Leyla Hanım çok güçlü bir karaktere sahiptir. Hayattaki ilk yenilgisini babaannesini, ailesinden kalan son çınarı, kaybetmekle vermiştir. Buna rağmen hayata karşı dimdik durabilmiş, manevi değerlerine sarılmış, yalnız da kalsa vazgeçmeyen inatçı yapısıyla yaşama tutunabilmiştir. Bu da, bulunduğu ve hiç ayrılmadığı muhitteki saygınlığını pekiştirmiştir.

“Mahallenin ona “Küçük Hanım” diyen yaşlıları dünya değiştirdikçe, Küçük Hanım zamanla Büyük Hanım oluvermişti. Bu Büyük Hanım ne çok şey bilirdi böyle.

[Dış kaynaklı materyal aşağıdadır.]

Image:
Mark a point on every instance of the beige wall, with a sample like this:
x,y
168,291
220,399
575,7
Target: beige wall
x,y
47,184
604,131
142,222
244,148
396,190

Büyük Hanım’ın yaptığı her şey özel bir bilgiye ve eğitime dayandığı belliydi.” (Livaneli, 15)

(7)

Haksız yere yalıdan atılan, kalacak bir yeri olmadığı için Cihangir’e gitmek zorunda kalan Leyla Hanım, farklı bir mekâna girmiş ve alışık olmadığı insan tipleriyle karşılaşmıştır. Cihangir’in cıvıl cıvıl fakat karmakarışık hayatı, Leyla Hanım’ın sükûnetine ve alışılmışlıklarına ters düşmüştür. Onun Cihangir’le ilgili ilk izlenimleri ise karşılaştığı yüzlerce farklı tarzda ve tipte insanlar, evlerin ve sokakların karanlığı, darlığı, bitişikliği ve pisliği olmuştur.

Leyla Hanım, tüm bu şaşkınlığına rağmen, bulunduğu yeni ortamda kendini çevresindekilere sevdirmiştir. Hatta bununla da kalmamış, Cihangir’de bulunduğu süre zarfında o insanların da kendilerini bulmalarına yardım etmiştir. Yıllardır müştemilatta yalnız başına yaşayan Leyla Hanım, yeni çevrede arkadaşlıklar edinmiş ve sosyal hayata adım atmıştır.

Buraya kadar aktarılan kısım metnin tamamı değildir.